One thing that puzzles me. What about the Fairie Folk's traditional aversion to iron? How do they manage to manipulate iron and steel objects?
 
I think that I've recounted this before, but, My Grandma on my Mums side (The daughter of Annie Foulkes - born and reared in 19th century Wales), would always leave a saucer of milk out in the kitchen every night.

When us kids would ask about it, we were told it was for the hedgehogs.

To get back to the subject matter, I was brought up in a house where we would look at the ceiling and ask for the item to be put back...please. It was an odd occurence if the object didn't turn up afterwards.

I still do it.
 
Mungoman my Grandma used to put out milk in a tin dish and I was told it was for the bluetongued lizards.
I'm wondering now if it was for something else.
It does make you think, doesn't it Iris, plus the fact that GrandMa Alice always locked the house up before bed - so how were the hedgehogs expected to avail themselves of the milk?

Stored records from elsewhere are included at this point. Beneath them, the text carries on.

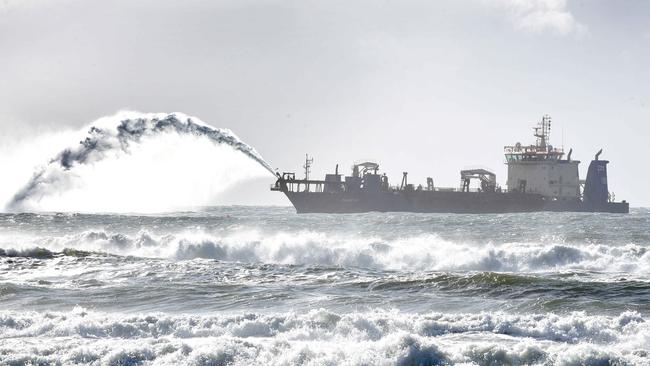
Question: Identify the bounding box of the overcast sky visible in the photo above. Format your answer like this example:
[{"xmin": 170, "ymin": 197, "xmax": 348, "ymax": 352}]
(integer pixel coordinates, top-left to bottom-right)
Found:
[{"xmin": 0, "ymin": 0, "xmax": 650, "ymax": 206}]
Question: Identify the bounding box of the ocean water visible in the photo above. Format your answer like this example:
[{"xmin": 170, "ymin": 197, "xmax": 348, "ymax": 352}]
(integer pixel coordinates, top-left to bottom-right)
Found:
[{"xmin": 0, "ymin": 207, "xmax": 650, "ymax": 365}]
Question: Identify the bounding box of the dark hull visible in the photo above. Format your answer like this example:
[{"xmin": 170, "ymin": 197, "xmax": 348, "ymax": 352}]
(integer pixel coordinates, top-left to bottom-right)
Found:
[{"xmin": 284, "ymin": 191, "xmax": 629, "ymax": 213}]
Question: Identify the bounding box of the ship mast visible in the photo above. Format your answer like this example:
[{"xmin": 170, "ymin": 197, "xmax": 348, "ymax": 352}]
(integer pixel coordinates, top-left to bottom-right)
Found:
[
  {"xmin": 302, "ymin": 154, "xmax": 314, "ymax": 180},
  {"xmin": 535, "ymin": 114, "xmax": 551, "ymax": 150}
]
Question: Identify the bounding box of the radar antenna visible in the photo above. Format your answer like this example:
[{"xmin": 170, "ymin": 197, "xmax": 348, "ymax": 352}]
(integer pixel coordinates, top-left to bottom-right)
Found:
[
  {"xmin": 302, "ymin": 154, "xmax": 314, "ymax": 180},
  {"xmin": 535, "ymin": 114, "xmax": 551, "ymax": 149}
]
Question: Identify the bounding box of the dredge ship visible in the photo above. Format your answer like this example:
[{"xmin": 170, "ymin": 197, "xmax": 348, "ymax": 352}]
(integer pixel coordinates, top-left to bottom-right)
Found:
[{"xmin": 271, "ymin": 115, "xmax": 629, "ymax": 213}]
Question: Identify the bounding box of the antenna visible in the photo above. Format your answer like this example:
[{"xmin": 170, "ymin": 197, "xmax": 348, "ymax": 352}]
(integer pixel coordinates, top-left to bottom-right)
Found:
[
  {"xmin": 535, "ymin": 114, "xmax": 551, "ymax": 149},
  {"xmin": 302, "ymin": 154, "xmax": 314, "ymax": 180}
]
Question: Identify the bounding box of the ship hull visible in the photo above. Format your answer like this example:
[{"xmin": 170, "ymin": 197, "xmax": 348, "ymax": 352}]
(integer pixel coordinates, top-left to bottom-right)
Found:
[{"xmin": 284, "ymin": 190, "xmax": 629, "ymax": 214}]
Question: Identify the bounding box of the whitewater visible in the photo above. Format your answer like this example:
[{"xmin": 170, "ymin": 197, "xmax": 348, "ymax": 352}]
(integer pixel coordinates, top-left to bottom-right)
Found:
[
  {"xmin": 0, "ymin": 112, "xmax": 650, "ymax": 366},
  {"xmin": 0, "ymin": 206, "xmax": 650, "ymax": 365}
]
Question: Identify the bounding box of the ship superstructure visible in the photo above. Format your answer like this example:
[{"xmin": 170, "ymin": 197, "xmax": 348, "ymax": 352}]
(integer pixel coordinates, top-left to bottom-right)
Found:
[
  {"xmin": 271, "ymin": 115, "xmax": 629, "ymax": 213},
  {"xmin": 504, "ymin": 115, "xmax": 580, "ymax": 200}
]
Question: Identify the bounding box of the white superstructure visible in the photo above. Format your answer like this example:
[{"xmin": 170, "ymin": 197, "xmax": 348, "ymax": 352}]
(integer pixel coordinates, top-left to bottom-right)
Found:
[{"xmin": 504, "ymin": 115, "xmax": 580, "ymax": 200}]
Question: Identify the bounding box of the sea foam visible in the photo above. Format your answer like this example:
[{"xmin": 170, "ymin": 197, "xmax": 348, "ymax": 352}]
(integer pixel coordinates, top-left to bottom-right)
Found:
[{"xmin": 0, "ymin": 308, "xmax": 650, "ymax": 365}]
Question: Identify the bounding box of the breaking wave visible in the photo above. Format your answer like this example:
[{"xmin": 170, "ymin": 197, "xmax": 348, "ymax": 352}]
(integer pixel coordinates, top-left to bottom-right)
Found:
[
  {"xmin": 0, "ymin": 307, "xmax": 650, "ymax": 366},
  {"xmin": 7, "ymin": 112, "xmax": 274, "ymax": 212},
  {"xmin": 5, "ymin": 228, "xmax": 650, "ymax": 274}
]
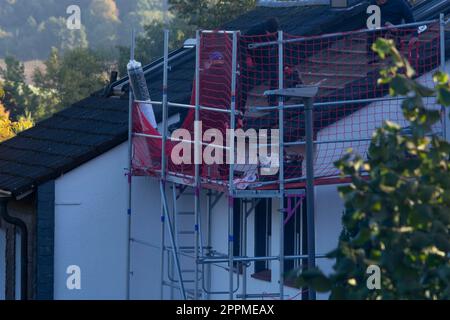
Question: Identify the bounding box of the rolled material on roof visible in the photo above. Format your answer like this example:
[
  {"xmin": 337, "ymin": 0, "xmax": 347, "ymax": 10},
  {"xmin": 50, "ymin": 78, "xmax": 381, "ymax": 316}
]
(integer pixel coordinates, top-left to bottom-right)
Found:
[{"xmin": 127, "ymin": 60, "xmax": 158, "ymax": 129}]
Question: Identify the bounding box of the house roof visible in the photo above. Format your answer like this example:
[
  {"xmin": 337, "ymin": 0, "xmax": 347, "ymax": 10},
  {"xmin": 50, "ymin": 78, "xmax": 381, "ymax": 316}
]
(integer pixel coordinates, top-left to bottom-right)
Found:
[{"xmin": 0, "ymin": 0, "xmax": 450, "ymax": 196}]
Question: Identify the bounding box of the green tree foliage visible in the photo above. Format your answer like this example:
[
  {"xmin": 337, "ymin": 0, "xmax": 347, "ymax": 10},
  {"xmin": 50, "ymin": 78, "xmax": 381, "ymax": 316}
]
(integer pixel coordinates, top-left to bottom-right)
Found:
[
  {"xmin": 0, "ymin": 0, "xmax": 172, "ymax": 60},
  {"xmin": 0, "ymin": 87, "xmax": 33, "ymax": 142},
  {"xmin": 299, "ymin": 39, "xmax": 450, "ymax": 299},
  {"xmin": 34, "ymin": 48, "xmax": 110, "ymax": 109},
  {"xmin": 169, "ymin": 0, "xmax": 256, "ymax": 29},
  {"xmin": 0, "ymin": 56, "xmax": 38, "ymax": 120}
]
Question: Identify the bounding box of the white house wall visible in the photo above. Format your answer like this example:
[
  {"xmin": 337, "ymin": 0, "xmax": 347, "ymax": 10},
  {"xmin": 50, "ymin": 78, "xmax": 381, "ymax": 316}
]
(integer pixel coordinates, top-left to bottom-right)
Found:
[
  {"xmin": 54, "ymin": 139, "xmax": 342, "ymax": 299},
  {"xmin": 54, "ymin": 145, "xmax": 127, "ymax": 299}
]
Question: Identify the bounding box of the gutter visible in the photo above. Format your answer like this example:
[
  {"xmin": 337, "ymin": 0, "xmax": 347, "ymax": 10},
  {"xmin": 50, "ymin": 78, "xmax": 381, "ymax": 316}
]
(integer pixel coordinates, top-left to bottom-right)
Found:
[{"xmin": 0, "ymin": 198, "xmax": 28, "ymax": 300}]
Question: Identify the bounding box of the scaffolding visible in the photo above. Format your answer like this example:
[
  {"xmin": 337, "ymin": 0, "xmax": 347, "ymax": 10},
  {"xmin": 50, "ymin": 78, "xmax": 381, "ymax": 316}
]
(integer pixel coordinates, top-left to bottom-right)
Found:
[{"xmin": 127, "ymin": 15, "xmax": 450, "ymax": 300}]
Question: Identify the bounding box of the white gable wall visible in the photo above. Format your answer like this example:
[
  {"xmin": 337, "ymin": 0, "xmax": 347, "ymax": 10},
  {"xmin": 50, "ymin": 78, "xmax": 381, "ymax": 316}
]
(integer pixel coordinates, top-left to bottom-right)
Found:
[
  {"xmin": 54, "ymin": 144, "xmax": 127, "ymax": 299},
  {"xmin": 54, "ymin": 139, "xmax": 342, "ymax": 299}
]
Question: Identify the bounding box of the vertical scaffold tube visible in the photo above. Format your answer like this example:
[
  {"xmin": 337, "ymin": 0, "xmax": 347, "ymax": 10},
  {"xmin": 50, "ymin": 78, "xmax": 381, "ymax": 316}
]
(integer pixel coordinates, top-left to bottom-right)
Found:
[
  {"xmin": 278, "ymin": 31, "xmax": 284, "ymax": 300},
  {"xmin": 194, "ymin": 31, "xmax": 202, "ymax": 300},
  {"xmin": 305, "ymin": 98, "xmax": 316, "ymax": 300},
  {"xmin": 126, "ymin": 29, "xmax": 135, "ymax": 300},
  {"xmin": 439, "ymin": 13, "xmax": 450, "ymax": 141},
  {"xmin": 228, "ymin": 31, "xmax": 238, "ymax": 300}
]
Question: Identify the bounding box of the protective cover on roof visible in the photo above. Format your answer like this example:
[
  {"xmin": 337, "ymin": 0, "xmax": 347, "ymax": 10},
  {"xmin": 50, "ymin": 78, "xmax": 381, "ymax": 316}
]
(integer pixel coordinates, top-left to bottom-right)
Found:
[{"xmin": 133, "ymin": 23, "xmax": 440, "ymax": 189}]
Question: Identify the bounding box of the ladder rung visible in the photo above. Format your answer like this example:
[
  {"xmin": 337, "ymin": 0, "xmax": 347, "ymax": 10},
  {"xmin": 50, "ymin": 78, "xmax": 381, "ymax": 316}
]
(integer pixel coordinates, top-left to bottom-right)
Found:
[
  {"xmin": 236, "ymin": 293, "xmax": 280, "ymax": 299},
  {"xmin": 178, "ymin": 211, "xmax": 195, "ymax": 216},
  {"xmin": 162, "ymin": 281, "xmax": 180, "ymax": 289},
  {"xmin": 178, "ymin": 230, "xmax": 195, "ymax": 235}
]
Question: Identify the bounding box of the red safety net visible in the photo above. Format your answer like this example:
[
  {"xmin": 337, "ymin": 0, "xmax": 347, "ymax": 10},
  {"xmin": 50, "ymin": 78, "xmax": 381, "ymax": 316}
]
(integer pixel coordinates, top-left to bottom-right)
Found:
[{"xmin": 133, "ymin": 24, "xmax": 441, "ymax": 189}]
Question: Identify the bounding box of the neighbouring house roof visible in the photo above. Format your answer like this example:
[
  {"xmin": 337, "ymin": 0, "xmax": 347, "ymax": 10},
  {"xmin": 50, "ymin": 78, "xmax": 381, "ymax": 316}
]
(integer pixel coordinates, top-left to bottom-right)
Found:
[{"xmin": 0, "ymin": 0, "xmax": 450, "ymax": 196}]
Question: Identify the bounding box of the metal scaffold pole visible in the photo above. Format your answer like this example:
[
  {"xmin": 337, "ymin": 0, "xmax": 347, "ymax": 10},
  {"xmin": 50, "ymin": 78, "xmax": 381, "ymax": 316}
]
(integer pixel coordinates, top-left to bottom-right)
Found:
[
  {"xmin": 228, "ymin": 31, "xmax": 238, "ymax": 300},
  {"xmin": 194, "ymin": 31, "xmax": 202, "ymax": 300},
  {"xmin": 278, "ymin": 31, "xmax": 285, "ymax": 300},
  {"xmin": 439, "ymin": 13, "xmax": 450, "ymax": 141},
  {"xmin": 305, "ymin": 98, "xmax": 316, "ymax": 300},
  {"xmin": 126, "ymin": 29, "xmax": 135, "ymax": 300}
]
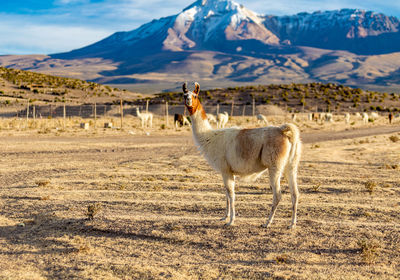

She also covered the cutlery and mirrors during a thunderstorm, and had a dicky fit (as it were called in our 'ouse), if cutlery on the table was crossed.
 
...She... had a dicky fit (as it were called in our 'ouse), if cutlery on the table was crossed.
Goodness me that takes me back. My mum was like that when I was little too but i don't think she is superstitious - the people who raised her though, are a different matter. Her grandmother was a midwife (an unofficial one) and she used to do spells with the carbon on badly burnt toast. I asked her what spells but my mum was a scared little girl at the time and she doesn't know what her grandmother said.
 
Goodness me that takes me back. My mum was like that when I was little too but i don't think she is superstitious - the people who raised her though, are a different matter. Her grandmother was a midwife (an unofficial one) and she used to do spells with the carbon on badly burnt toast. I asked her what spells but my mum was a scared little girl at the time and she doesn't know what her grandmother said.
They were more connected to that aspect of life in those days.

Does anyone cross silver (their money) over on a full moon from pocket to pocket, say white rabbits three times on waking at the first of the month, and then there's asking the fey to please put it back if we can't find summat.

I have been known to read tea leaves (not mine) just for a lark, and if we drop cutlery it means we're having visitors A spoon for female and a fork for a male.

Dropping a knife is someone being vexatious - either male or female.

Does any body else have these sort of mannerisms involving the Good People?